Answer: Mediterranean climate regions are noted by warm to hot summer temperatures and mild winter
temperatures. This climate type is characterized by a wintertime peak in precipitation and distinctly dry
summer conditions. In general, precipitation increases with latitude because poleward areas are more
affected by midlatitude wave cyclones. Marine West Coast temperatures are milder throughout the year
compared to a Mediterranean Climate. Unlike Mediterranean climates, annual precipitation totals in
Marine West Coast climates are higher and evenly distributed throughout the year due to the strong
influence of midlatitude cyclones. Marine West Coast climate have a high percentage of cloudy days and
light precipitation.
14. Why are Marine West Coast climates so warm for their latitudinal locations?
Answer: Marine West Coast climates are warm for their latitudinal locations due to the moderating
effects of mild oceanic air that is transported inland from large bodies of water without restriction from
topographic barriers. These climate types are influenced by the westerlies throughout the year, with
persistent onshore flow suppressing temperature ranges. This moderating effect on temperatures is
especially evident when observing the daily and seasonal temperature extremes. Growing seasons are
abnormally long for this climate type despite their latitudinal position.
16. Discuss the characteristics of the transition from the Subarctic climate to the Tundra and then Ice Cap
climates.
Answer: Extreme seasonality and frequent subfreezing average monthly temperatures help to characterize
a Subarctic climate. Annual precipitation totals are low due to the cold temperatures with a summertime
maximum of rainfall. The transition from a Subarctic to a Polar climate is noted by the treeline. The
tundra climatic type is noted by tundra vegetation that is specially adapted to low temperatures, low sun
angles and short day lengths. The growing season is nonexistent in a Tundra climate with summer
temperatures only slightly above freezing. Annual precipitation totals are also low in the Tundra climate
although snow cover can remain on the ground for long periods due to the low temperatures. Ice covers
the ground throughout the year in an Ice Cap climate as temperatures remain below freezing in every
month. Ice Cap climates receive very little precipitation due to the extremely cold conditions.
18. Discuss the relationships between vertical zonation and increases in latitude relative to resultant
climatic features.
Answer: Local-scale elevation differences termed vertical zonation create vast differences in climate. The
progression of climate zones with height largely mimics the progression of latitudinal climate zones. A
high mountain near the equator would likely be similar to a tropical climate regime near the base of the
mountain. As elevation increases the climate zones would progress through C and D climate zones with
the associated vegetation.
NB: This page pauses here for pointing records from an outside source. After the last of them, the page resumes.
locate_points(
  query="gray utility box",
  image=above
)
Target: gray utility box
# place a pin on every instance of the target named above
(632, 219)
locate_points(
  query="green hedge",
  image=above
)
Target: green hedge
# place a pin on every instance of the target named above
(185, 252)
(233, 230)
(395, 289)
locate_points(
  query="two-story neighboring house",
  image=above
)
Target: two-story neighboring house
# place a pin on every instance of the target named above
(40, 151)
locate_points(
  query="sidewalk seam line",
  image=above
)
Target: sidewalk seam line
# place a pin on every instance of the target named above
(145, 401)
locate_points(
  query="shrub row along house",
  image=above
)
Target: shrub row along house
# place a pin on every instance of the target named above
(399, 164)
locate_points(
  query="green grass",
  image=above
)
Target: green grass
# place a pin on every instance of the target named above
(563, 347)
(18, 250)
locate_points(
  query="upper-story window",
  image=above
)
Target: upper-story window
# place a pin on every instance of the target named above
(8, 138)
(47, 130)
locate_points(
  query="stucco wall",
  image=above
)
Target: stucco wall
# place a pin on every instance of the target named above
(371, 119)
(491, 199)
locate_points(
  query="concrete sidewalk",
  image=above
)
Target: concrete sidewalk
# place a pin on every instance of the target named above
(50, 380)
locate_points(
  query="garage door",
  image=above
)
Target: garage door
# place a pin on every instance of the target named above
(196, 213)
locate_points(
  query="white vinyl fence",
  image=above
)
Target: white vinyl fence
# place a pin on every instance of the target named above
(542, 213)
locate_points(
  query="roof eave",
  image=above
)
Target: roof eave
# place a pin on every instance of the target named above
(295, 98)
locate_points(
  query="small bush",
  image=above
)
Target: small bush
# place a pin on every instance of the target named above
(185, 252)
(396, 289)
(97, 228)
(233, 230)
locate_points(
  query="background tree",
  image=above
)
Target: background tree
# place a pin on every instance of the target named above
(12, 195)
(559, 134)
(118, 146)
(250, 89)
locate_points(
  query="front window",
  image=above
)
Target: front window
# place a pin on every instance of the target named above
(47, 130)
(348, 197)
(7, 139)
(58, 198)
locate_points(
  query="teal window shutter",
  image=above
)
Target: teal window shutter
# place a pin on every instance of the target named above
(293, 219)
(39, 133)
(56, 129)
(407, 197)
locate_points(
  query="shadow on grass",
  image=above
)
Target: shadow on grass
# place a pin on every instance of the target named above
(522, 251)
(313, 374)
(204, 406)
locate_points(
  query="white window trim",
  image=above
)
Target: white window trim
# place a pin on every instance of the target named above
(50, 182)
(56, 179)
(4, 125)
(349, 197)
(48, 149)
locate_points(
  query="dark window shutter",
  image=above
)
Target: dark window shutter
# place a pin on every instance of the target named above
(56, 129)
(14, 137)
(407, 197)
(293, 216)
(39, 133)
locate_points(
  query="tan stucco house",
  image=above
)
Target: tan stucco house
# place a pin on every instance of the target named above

Finally the E climate zone and associated vegetation would be located toward
the top of the ice capped mountain summit.<p>
20. Detail the katabatic and regional mountain winds of each of the continents discussed in this chapter.
Answer: Highland climates are noted for the development of a katabatic wind or mountain wind due to
wind channeling and abundant radiational cooling. During winter, the downslope-moving katabatic winds
are especially common during the early morning hours. In the Adriatic region of Europe, a bora wind
forms in the Balkan highlands and spills toward lower elevations through passages in the Alps toward the
Adriatic Sea. The meltemi wind is another significant European katabatic wind that develops over the
Balkan region. This offshore wind blows over the Aegean Sea due to a strong pressure gradient between
high-pressure over the Balkan region near Hungary and low-pressure to the southeast near or over Turkey.
The mistral wind that affects the Rhone River valley of France is perhaps the best-known katabatic wind
system in Europe. This wind flows directly from the Alps and spreads along the Mediterranean coast. The
most prominent Asian katabatic wind system is the oroshi of Japan although the winter monsoon is
technically considered a katabatic wind.